Deep in the Indian Ocean, there is an emerald shaped island. Just 30kms off Kanyakumari at the southern tip of the Indian peninsula, and having been connected terrestrially for almost half a million years until just 10,000 years ago, one would think that Sri Lanka would be an extension of South India. Coming from South India, I disagree partially. The roots are there but the country evolved her own identity and I feel it is an easier to navigate version of Southern India.
I didn’t know what to expect, so was pleasantly surprised when we arrived at quite a modern Bandaranaike International Airport in Colombo. The airport is named after Sirimavao Bandaranike who became the world’s first non-hereditary female head of government in modern history, when she was elected Prime Minister of Sri Lanka in 1960.
Our good friends Chris and Jean, planned our itinerary and showed off their country. From Colombo, we drove down to Galle stopping along the way to see the 2004 Tsunami memorial. We walked around the fort and waterfront in Galle and then overnighted for a couple of nights in Unawatuna. The beach is fantastic and the resort was literally on water’s edge.
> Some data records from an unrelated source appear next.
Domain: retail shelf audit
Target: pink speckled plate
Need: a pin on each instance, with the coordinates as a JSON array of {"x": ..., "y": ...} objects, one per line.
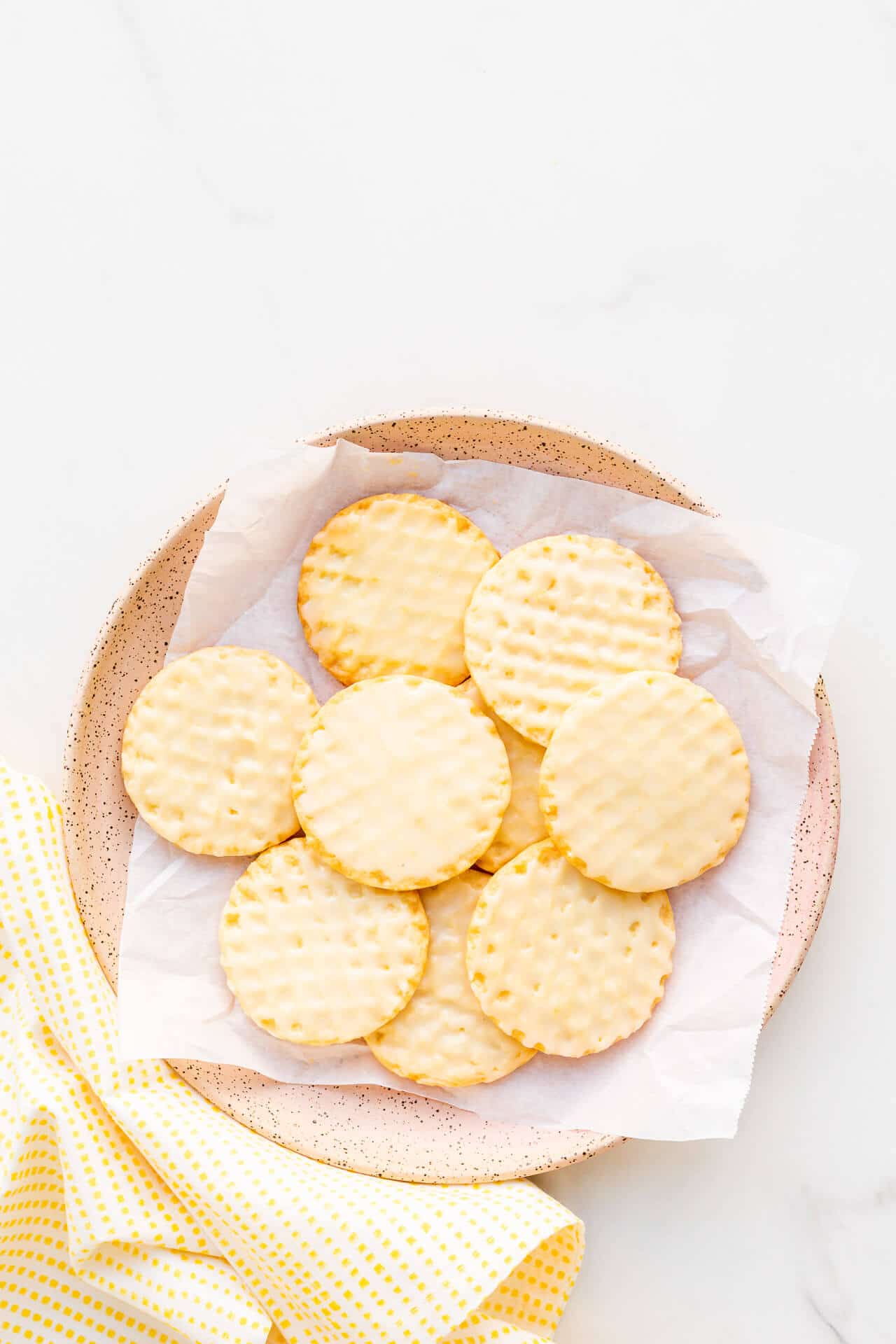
[{"x": 371, "y": 1129}]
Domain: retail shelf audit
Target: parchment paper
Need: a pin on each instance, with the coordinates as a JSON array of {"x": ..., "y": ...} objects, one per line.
[{"x": 758, "y": 606}]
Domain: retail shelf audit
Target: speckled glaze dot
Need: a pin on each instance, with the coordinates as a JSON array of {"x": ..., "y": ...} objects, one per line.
[{"x": 372, "y": 1129}]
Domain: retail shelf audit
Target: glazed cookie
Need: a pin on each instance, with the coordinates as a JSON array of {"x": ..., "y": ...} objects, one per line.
[
  {"x": 312, "y": 956},
  {"x": 384, "y": 587},
  {"x": 400, "y": 783},
  {"x": 209, "y": 749},
  {"x": 554, "y": 616},
  {"x": 645, "y": 783},
  {"x": 564, "y": 964}
]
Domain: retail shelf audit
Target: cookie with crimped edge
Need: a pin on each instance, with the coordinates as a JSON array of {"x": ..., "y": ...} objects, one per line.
[
  {"x": 317, "y": 958},
  {"x": 564, "y": 964},
  {"x": 645, "y": 783},
  {"x": 523, "y": 823},
  {"x": 400, "y": 783},
  {"x": 384, "y": 587},
  {"x": 555, "y": 615},
  {"x": 209, "y": 748},
  {"x": 442, "y": 1038}
]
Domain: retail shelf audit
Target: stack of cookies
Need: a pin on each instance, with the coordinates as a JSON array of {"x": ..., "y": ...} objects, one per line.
[{"x": 464, "y": 857}]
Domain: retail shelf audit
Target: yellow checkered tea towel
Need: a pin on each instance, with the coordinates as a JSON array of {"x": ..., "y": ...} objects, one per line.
[{"x": 132, "y": 1210}]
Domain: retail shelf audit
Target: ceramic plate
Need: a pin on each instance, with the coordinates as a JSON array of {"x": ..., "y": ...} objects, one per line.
[{"x": 370, "y": 1129}]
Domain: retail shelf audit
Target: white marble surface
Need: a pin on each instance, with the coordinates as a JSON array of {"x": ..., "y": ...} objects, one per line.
[{"x": 671, "y": 225}]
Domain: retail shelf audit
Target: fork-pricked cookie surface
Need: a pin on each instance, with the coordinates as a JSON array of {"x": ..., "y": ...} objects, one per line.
[
  {"x": 209, "y": 748},
  {"x": 384, "y": 587},
  {"x": 523, "y": 823},
  {"x": 400, "y": 783},
  {"x": 442, "y": 1038},
  {"x": 554, "y": 616},
  {"x": 564, "y": 964},
  {"x": 317, "y": 958},
  {"x": 645, "y": 783}
]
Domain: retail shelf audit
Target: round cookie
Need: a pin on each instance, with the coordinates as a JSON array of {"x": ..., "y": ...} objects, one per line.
[
  {"x": 442, "y": 1038},
  {"x": 312, "y": 956},
  {"x": 400, "y": 783},
  {"x": 209, "y": 749},
  {"x": 523, "y": 823},
  {"x": 384, "y": 587},
  {"x": 645, "y": 783},
  {"x": 554, "y": 616},
  {"x": 564, "y": 964}
]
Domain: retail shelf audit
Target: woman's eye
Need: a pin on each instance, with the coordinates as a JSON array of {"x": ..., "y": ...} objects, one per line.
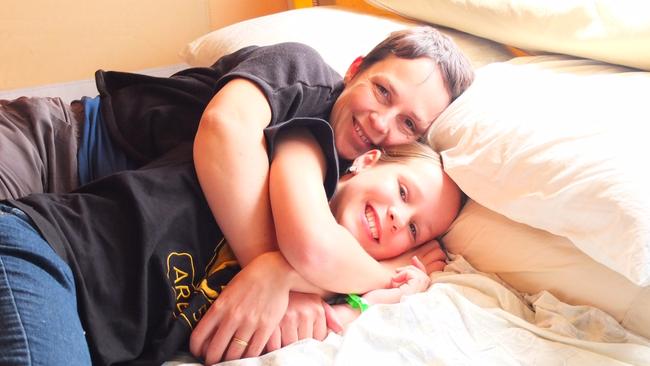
[
  {"x": 410, "y": 124},
  {"x": 382, "y": 91},
  {"x": 414, "y": 230}
]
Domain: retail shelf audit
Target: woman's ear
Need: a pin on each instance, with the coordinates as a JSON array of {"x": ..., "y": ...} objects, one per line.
[
  {"x": 366, "y": 160},
  {"x": 353, "y": 69}
]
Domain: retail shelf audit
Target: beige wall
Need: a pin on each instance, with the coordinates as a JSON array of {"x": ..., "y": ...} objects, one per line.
[
  {"x": 225, "y": 12},
  {"x": 53, "y": 41}
]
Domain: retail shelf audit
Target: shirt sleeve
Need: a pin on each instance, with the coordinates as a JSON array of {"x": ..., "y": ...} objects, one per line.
[
  {"x": 294, "y": 78},
  {"x": 322, "y": 132}
]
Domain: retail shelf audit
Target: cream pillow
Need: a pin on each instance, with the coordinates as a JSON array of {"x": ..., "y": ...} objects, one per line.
[
  {"x": 532, "y": 260},
  {"x": 558, "y": 144},
  {"x": 340, "y": 35},
  {"x": 612, "y": 31}
]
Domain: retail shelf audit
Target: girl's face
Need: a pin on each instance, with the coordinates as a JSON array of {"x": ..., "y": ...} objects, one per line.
[
  {"x": 391, "y": 102},
  {"x": 392, "y": 207}
]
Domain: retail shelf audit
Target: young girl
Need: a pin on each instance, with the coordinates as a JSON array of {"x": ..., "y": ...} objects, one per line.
[
  {"x": 390, "y": 96},
  {"x": 104, "y": 273}
]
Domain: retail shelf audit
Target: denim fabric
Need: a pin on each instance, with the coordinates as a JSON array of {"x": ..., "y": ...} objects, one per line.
[{"x": 39, "y": 322}]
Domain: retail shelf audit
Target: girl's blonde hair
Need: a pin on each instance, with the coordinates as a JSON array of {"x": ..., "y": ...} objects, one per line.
[{"x": 413, "y": 150}]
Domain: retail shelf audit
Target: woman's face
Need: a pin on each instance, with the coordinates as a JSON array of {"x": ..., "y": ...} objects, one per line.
[
  {"x": 392, "y": 102},
  {"x": 392, "y": 207}
]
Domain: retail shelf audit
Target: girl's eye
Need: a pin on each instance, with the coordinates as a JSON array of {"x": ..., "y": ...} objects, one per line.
[
  {"x": 382, "y": 91},
  {"x": 414, "y": 230},
  {"x": 410, "y": 124},
  {"x": 402, "y": 192}
]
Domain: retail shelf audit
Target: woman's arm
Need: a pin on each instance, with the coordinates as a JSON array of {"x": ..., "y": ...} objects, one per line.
[
  {"x": 320, "y": 250},
  {"x": 232, "y": 166}
]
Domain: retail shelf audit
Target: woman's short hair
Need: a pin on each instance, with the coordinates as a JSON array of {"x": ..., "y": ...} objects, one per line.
[{"x": 426, "y": 41}]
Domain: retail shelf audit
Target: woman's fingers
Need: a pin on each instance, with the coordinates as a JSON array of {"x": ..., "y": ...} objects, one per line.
[{"x": 202, "y": 334}]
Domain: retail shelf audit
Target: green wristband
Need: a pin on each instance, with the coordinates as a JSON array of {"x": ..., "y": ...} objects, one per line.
[{"x": 357, "y": 302}]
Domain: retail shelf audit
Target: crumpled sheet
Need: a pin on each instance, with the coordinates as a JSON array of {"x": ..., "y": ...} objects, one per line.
[{"x": 471, "y": 318}]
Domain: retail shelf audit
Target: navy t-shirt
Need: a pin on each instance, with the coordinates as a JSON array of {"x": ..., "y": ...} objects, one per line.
[
  {"x": 147, "y": 116},
  {"x": 136, "y": 240}
]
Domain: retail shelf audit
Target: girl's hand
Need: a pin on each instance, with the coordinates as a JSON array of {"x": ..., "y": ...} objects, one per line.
[{"x": 411, "y": 279}]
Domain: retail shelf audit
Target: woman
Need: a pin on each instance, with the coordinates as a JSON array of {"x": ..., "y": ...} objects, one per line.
[{"x": 128, "y": 247}]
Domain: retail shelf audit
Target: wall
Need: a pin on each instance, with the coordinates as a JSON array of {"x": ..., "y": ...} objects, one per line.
[
  {"x": 50, "y": 41},
  {"x": 223, "y": 12}
]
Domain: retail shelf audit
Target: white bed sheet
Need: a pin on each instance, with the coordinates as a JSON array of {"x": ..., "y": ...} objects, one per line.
[{"x": 469, "y": 318}]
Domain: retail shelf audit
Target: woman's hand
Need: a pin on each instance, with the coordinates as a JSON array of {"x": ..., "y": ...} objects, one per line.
[
  {"x": 411, "y": 279},
  {"x": 429, "y": 253},
  {"x": 241, "y": 320},
  {"x": 307, "y": 316}
]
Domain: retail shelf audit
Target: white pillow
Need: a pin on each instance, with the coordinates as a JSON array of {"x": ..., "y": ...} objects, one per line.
[
  {"x": 558, "y": 144},
  {"x": 532, "y": 260},
  {"x": 608, "y": 30},
  {"x": 340, "y": 35}
]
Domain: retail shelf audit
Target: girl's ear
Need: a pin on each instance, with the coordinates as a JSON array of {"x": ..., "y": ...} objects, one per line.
[
  {"x": 366, "y": 160},
  {"x": 353, "y": 69}
]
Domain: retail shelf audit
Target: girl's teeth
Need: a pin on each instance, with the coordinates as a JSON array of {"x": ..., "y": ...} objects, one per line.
[
  {"x": 361, "y": 135},
  {"x": 371, "y": 223}
]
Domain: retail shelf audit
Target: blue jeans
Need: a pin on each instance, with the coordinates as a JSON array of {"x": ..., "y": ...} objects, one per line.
[{"x": 39, "y": 322}]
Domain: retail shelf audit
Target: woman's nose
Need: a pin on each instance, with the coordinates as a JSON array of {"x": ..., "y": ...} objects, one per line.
[
  {"x": 396, "y": 218},
  {"x": 379, "y": 122}
]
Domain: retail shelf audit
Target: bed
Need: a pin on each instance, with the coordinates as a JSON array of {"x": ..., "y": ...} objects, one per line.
[{"x": 550, "y": 256}]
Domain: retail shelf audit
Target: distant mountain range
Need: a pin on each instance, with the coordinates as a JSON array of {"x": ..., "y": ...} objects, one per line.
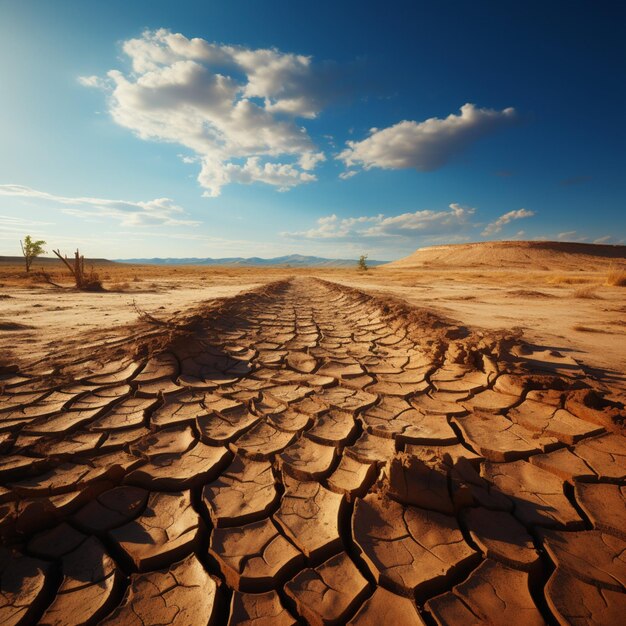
[{"x": 291, "y": 260}]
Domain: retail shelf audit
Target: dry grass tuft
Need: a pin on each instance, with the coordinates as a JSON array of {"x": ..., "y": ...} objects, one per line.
[
  {"x": 616, "y": 277},
  {"x": 587, "y": 293}
]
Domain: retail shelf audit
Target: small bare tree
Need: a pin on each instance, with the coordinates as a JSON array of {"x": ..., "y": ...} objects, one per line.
[
  {"x": 31, "y": 250},
  {"x": 84, "y": 281}
]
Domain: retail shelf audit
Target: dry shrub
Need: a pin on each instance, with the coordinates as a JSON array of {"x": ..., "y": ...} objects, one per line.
[
  {"x": 587, "y": 293},
  {"x": 616, "y": 277}
]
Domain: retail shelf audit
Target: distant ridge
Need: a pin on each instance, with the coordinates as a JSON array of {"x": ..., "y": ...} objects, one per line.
[
  {"x": 543, "y": 255},
  {"x": 291, "y": 260}
]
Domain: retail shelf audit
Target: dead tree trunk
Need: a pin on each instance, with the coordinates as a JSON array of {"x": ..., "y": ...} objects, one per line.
[
  {"x": 76, "y": 267},
  {"x": 27, "y": 260}
]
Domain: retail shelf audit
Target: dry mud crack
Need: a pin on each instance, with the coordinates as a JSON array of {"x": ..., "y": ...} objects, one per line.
[{"x": 307, "y": 453}]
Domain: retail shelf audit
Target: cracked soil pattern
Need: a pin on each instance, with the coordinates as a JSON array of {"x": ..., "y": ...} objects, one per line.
[{"x": 308, "y": 453}]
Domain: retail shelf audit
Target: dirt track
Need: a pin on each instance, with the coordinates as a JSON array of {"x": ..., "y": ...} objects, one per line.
[{"x": 310, "y": 452}]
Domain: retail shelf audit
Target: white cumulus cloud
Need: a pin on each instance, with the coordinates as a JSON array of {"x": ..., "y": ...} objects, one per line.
[
  {"x": 427, "y": 145},
  {"x": 234, "y": 107},
  {"x": 160, "y": 211},
  {"x": 406, "y": 225},
  {"x": 495, "y": 227}
]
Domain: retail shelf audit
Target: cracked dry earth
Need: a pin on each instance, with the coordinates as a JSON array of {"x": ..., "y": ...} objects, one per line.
[{"x": 311, "y": 454}]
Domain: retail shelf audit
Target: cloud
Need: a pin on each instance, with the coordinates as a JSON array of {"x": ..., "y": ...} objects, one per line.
[
  {"x": 234, "y": 107},
  {"x": 495, "y": 227},
  {"x": 157, "y": 212},
  {"x": 348, "y": 174},
  {"x": 427, "y": 145},
  {"x": 406, "y": 226}
]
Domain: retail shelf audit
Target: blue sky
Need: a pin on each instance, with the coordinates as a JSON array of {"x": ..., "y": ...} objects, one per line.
[{"x": 246, "y": 128}]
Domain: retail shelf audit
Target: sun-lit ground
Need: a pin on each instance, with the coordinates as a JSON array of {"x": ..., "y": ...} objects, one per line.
[{"x": 575, "y": 312}]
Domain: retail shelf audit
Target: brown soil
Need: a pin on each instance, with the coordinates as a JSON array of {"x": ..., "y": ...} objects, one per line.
[
  {"x": 548, "y": 255},
  {"x": 304, "y": 451}
]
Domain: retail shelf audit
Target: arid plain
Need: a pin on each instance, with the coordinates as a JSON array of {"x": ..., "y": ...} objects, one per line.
[{"x": 436, "y": 441}]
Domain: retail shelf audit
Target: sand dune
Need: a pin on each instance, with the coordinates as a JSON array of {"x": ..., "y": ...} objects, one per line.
[
  {"x": 538, "y": 255},
  {"x": 309, "y": 451}
]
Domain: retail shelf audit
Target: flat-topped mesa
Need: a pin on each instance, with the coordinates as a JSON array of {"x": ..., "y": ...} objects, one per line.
[{"x": 513, "y": 254}]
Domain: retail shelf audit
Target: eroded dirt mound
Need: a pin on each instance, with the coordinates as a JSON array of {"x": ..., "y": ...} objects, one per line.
[
  {"x": 309, "y": 453},
  {"x": 548, "y": 255}
]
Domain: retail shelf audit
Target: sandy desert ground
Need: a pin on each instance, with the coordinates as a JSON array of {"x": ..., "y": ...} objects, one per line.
[{"x": 434, "y": 442}]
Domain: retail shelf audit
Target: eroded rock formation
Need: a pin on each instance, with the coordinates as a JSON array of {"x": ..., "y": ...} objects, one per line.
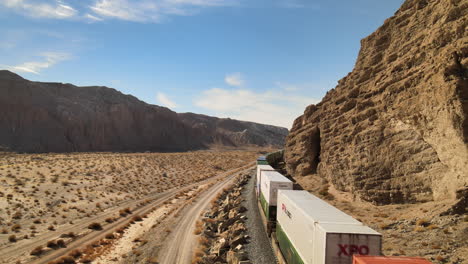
[
  {"x": 395, "y": 129},
  {"x": 230, "y": 132},
  {"x": 56, "y": 117}
]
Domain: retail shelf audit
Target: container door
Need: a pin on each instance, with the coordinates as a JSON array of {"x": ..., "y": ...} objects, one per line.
[{"x": 340, "y": 248}]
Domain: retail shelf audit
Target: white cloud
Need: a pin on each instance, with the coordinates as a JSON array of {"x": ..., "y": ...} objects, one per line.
[
  {"x": 93, "y": 18},
  {"x": 290, "y": 4},
  {"x": 234, "y": 79},
  {"x": 165, "y": 101},
  {"x": 271, "y": 107},
  {"x": 151, "y": 10},
  {"x": 41, "y": 9},
  {"x": 49, "y": 59}
]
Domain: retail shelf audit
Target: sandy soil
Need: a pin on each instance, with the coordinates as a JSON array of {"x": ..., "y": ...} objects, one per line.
[
  {"x": 408, "y": 229},
  {"x": 43, "y": 196}
]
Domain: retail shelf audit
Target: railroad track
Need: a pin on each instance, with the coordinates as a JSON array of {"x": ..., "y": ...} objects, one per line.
[
  {"x": 158, "y": 200},
  {"x": 178, "y": 249}
]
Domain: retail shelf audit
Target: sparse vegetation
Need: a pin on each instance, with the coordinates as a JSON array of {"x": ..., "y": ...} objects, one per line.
[{"x": 95, "y": 226}]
On our way back to Colombo, we did a few pit stops one at Kosgoda Sea Turtle Conservation Project. It was enlightening and total recommend a visit here. We also stopped by at Ariyapala Mask Museum and it was fascinating to see the workshop as well as the intricate mask museum. I heard so much about stilt fishing, so our driver found a spot where they were stilt fishing. It is unique but felt a bit cheated as this set up was for show and tourists!
We stayed at the iconic Mount Lavinia Hotel in Colombo. It is a colonial hotel with a history of over 210 years. We enjoyed Sri Lankan cuisine as well as the nightly puppets /dance show. The beach and sunsets were spectacular.
We totally enjoyed our week in Sri Lanka but our highlight has to be spending a half day at the Pinnawala Elephant Orphanage located inland 90kms from Colombo. These days ethical travellers want to support animal welfare programs and see examples of a positive impact. While Pinnawala Elephant Orphanage has some reason to raise concerns, I totally believe they are doing vital work in conservation. Let’s accept that the world is not perfect nor is the Pinnawala Elephant Orphanage perfect.